YA paranormal romance novelist and author of the Velvet Trilogy

Temple West | YA paranormal romance novelist and author of the Velvet Trilogy

Lightning Bolts to the Brain

Epiphany has struck, dear friends.  After beating my head against a wall for the past two weeks, a bolt of pure brilliance has finally struck my brain, and I'm ready to start writing.

"WHAT?!" you say.  "You haven't started writing?  NaNoWriMo is half over!"

It's true.  I haven't written a single word for NaNoWriMo.  In my defense, the first weekend of November I was celebrating my 25th  birthday with a downtown Seattle staycation, courtesy of my mom and sister.  Naturally I immediately came down with a horrendous fever / cold as soon as I got home and spent the next three days bedridden and the three days after that mostly zombie-ing around in my sweatpants, brain firmly locked behind an all-encompassing mental fog.   

Long story short, I didn't get a whole lot done.   Monday I finally started to feel better, but I was still stuck on story. Reaching a point of frustration I don't often reach, I gave myself Tuesday off so that I could reset.  I've learned that my brain works best while it is distracted.

That's where this came from:

I totally forgot to take a picture of the finished product, but I did finish this friggin' fabulous vintage skirt.  And then I left it at my mom's place on accident (hence no picture).

What is this?  It's a Butterick pattern, circa 1954-ish.  And I mean original pattern, not a re-print.  Never opened, never cut, which is quite a find.  I bought it at an antique store for a dollar.  I also happened to have bought three yards of a lightweight wool at another antique store for $8, which is the recommended fabric for this pattern.  And then I happened to get stuck on my novel and needed a non-word-y creative project to do, so I grabbed them both and headed over to my mom's to raid her sewing machine, cutting table, fancy scissors, seam ripper, tape measure, iron, button box, pins....etc. Love you, Mom!

I didn't think about the book.  I didn't talk about the book.  I listened to the iTunes Top 50 Pop radio station for approximately ten hours while I poured the entirety of my will into making this skirt.  And I made it, after some false starts and (only) one ripped-out seam, and I was pleased, and it fit, and I went to bed.

Today, I went to "my" regular cafe, a place that's jam-packed in the mornings (as I found out one day when I went there to write), and the ultimate in peace and quiet during the afternoons.  It had been a somewhat frustrating day due to Life Being Life, and I had zero percent faith that I'd get anything done.  In fact, I spent a good ten minutes staring down into the cinnamon-y depths of my cinnamon-apple latte, feeling dejected and tired.

And then I pulled out my Sandy Hall-inspired notecards that I'd labeled weeks ago and then abandoned.  I figured I could at least write one sentence on one card.  So I did.

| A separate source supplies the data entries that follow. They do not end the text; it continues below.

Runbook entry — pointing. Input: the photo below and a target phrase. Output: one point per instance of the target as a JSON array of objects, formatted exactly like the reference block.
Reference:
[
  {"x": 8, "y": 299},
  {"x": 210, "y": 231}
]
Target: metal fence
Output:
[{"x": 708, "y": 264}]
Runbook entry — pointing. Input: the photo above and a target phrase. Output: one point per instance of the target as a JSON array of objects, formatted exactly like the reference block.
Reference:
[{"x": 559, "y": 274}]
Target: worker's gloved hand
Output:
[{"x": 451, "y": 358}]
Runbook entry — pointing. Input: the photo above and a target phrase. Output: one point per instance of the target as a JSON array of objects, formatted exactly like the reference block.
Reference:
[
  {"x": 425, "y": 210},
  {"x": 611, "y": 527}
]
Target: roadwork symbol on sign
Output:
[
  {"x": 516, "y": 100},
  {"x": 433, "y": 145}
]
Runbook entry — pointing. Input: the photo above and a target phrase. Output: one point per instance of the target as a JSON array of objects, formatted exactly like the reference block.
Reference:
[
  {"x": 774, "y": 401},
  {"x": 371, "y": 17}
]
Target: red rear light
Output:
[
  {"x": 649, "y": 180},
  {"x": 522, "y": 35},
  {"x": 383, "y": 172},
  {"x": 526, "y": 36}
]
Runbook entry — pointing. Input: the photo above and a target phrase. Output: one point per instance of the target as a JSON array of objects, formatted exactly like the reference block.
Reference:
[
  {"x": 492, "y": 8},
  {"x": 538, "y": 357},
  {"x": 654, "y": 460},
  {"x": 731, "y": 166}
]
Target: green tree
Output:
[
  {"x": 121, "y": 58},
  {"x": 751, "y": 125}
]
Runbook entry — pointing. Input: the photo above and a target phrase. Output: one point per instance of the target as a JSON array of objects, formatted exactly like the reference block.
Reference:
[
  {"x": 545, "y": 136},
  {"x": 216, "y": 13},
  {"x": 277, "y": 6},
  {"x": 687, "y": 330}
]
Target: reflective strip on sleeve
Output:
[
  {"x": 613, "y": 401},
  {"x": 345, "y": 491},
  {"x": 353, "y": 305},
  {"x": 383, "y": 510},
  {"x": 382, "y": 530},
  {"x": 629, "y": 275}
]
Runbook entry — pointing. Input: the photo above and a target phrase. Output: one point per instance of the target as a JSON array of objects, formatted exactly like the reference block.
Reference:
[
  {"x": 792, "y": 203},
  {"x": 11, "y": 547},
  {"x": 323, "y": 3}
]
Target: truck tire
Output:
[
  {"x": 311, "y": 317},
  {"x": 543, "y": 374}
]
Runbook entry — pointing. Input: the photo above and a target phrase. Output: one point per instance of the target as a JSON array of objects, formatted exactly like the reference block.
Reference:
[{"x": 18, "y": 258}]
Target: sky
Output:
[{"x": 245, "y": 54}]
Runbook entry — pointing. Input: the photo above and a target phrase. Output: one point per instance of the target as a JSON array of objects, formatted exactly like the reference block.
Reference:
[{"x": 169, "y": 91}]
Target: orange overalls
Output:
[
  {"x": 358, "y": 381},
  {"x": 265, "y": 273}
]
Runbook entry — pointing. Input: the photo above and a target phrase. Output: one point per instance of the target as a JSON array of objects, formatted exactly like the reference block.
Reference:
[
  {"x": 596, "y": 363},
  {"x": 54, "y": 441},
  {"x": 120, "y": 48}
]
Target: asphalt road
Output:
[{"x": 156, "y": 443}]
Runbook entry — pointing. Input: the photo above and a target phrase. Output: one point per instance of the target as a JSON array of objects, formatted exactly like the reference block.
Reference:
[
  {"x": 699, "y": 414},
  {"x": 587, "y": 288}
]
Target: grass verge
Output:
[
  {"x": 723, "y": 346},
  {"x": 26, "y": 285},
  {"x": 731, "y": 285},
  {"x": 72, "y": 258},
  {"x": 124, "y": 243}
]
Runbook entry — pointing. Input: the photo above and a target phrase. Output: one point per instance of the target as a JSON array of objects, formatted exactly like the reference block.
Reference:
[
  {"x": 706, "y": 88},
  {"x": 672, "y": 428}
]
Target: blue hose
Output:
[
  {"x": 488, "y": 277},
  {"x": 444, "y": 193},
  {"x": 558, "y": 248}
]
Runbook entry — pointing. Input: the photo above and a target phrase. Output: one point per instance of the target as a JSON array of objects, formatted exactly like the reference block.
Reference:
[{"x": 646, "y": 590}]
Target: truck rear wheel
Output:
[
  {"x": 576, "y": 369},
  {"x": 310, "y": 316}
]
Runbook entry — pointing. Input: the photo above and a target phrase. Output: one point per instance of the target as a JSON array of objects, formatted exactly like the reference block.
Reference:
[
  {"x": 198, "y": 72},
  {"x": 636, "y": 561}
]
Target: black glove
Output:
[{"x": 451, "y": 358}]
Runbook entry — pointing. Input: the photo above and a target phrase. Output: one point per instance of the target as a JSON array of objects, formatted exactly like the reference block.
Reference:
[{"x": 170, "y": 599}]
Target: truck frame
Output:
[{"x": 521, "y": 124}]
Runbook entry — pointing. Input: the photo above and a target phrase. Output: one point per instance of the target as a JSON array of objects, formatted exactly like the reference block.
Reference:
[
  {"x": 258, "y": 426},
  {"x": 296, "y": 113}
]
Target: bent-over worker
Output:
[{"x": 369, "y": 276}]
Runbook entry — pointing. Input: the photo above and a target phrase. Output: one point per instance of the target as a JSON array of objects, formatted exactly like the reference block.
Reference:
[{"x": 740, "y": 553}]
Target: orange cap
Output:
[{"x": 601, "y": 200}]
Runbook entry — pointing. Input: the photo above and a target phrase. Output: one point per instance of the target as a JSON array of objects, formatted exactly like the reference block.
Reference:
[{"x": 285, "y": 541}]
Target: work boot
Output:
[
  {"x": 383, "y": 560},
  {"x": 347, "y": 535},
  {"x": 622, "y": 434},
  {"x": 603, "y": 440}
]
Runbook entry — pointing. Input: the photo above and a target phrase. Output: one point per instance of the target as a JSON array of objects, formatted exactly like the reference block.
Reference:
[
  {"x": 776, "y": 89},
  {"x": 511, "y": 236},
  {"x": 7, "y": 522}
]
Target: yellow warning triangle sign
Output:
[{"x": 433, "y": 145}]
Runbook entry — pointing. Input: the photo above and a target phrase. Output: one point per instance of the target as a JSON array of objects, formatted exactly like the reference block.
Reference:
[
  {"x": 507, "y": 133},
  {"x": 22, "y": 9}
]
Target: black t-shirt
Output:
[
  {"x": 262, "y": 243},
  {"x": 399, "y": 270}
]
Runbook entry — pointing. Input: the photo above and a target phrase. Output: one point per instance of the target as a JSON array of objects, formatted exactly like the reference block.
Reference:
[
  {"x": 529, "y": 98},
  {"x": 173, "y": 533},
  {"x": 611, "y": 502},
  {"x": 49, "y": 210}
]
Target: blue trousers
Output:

And then I wrote another sentence, rather begrudgingly.  There were a few minor plot points I'd already figured out, I might as well put them on there, too.  

And then I drank some more latte and scowled at everything, and then inadvertently smiled as my favorite barista bantered with a customer somewhere off to my right. While scowl-smiling and listening and drinking the latte, my lower brain was mulling over the antagonists and what they wanted from my MC and why they had behaved the way they had in the first book and what the physiological nature of the bad guy was and THEN IT HAPPENED.

The Epiphany.

I realized what my MC was and why the things were happening and what the plot was going to do for not only this book, but the third as well.  So, y'know, pretty good considering I mostly went into the cafe to glower at my latte.

If there's a moral to the story, I suppose it might be, "Don't try too hard," which sounds counter-intuitive.  What I really mean is, when you run up against a plot problem that you can't seem to think your way through, try...well, not thinking. Do something else: sew a skirt, paint a wall mural in your office, bake a magnificent eight-tiered cake shaped like Notre Dame. Whatever it is that you like to create, go create it.  Sometimes having a tactile activity gives your brain a break to think through things on its own, in the background.  While your mind is problem-solving your activity (how on earth did I stitch this hem backward?  What is a kickpleat and do I really need one?), your sub-brain (that's the fancy technical term) is free to mull.

So if you're stuck, take a break.  But not just a coffee break or a TV break, which are fun and distraction-y, but not necessarily conducive to your sub-brain getting any work done.  Instead, dive into a completely non-story-related, small, manageable, one-day-or-less creative project.  I bet your noggin will continue chugging along while you're distracted with the construction of beach-ball-size Lego Death Star.  And then you'll have your story solution and a beach-ball-size Lego Death Star.  It's win-win.

Go forth, Nanites!  Go forth and be awesome.